Зондерберг вымученно таращит глаза.
— В настоящий момент, — говорит Миша, — для здешних я — «русский ублюдок», который должен катиться отсюда со всеми прочими русскими в рай для трудящихся. Германия — немцам! Долой иностранцев!
Контактберайхсбеамтеру Зондербергу надоедает слушать длинное объяснение Миши Кафанке. Кому понравится так долго слушать что-нибудь про чистых евреев и полукровок, и поэтому его терпение на пределе. Этот Кафанке болтает слишком много ерунды, но кто из одиноких людей ведет себя иначе, а он определенно одинокий человек. Поэтому Зондерберг вынужден (вдалеке от родных мест, получающий несправедливо низкое жалованье — он тоже достоин сочувствия, как и все бедные люди!), Зондерберг вынужден быть дружелюбным, вынужден даже улыбаться, когда говорит:
— Садитесь же, господин Кафанке! Вы ведь стоите целую вечность. В кресло, да, подвиньте его сюда, к окошку, так приятнее, верно?

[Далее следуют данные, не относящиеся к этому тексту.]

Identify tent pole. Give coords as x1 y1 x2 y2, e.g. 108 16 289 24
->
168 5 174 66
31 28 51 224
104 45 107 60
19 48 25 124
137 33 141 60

— Да, — говорит Миша. — Большое спасибо.
— Не стоит. — Откашляться, а потом больше из участия, чем по необходимости: — У вас есть родственники, господин Кафанке?
— Нет, господин Зондерберг. Никого. Хотя стоп! Кузина с материнской стороны. Ее имя Эмма Плишке. В Бруклине.
— Где?
— В Бруклине. Это район в Нью-Йорке. Мы посылаем друг другу открытки на Рождество. Она с 14 лет живет в США. Мы никогда не встречались.
— В США, — говорит Зондерберг дружелюбно. — Это довольно далеко, — говорит он еще дружелюбнее.
— Да, господин Зондерберг. Мы так никогда и не увидимся, — вздыхает Миша.
— Значит, кузина, — говорит Зондерберг уже почти радушно. — И это все?
— Это все. Ни детей, ни жены, ни даже любовницы, — Миша смеется деланным смехом, из вежливости. Действительно, нет ни одной живой души, которая могла бы любить этого недотепу и которую любил бы он, — здесь такой нет. Даже кошка, которую он купил себе, чтобы не было так скучно, не осталась с ним и уже через неделю сбежала. Тут ему приходит в голову Лева, лучший друг Лева, как только он мог о нем забыть?
— Нет! — кричит Миша, подпрыгивает и совсем забывает осторожность. — У меня есть друг, Лева Петраков, он лейтенант Советской Армии, живет за городом, в одной из вилл бывших нацистских офицеров, завтра я его увижу.
— Так, значит, русский друг, — говорит Зондерберг мягко и все еще улыбаясь, хотя ему жарко и пот струится под мышками. Приходится терпеть, чтобы никто не мог обвинить его в антисемитизме или русофобии, приходится забыть, что они нам сделали. — Это хотя бы кое-что, а то было бы совсем невозможно жить. Ни один человек не выживет так, в полном одиночестве.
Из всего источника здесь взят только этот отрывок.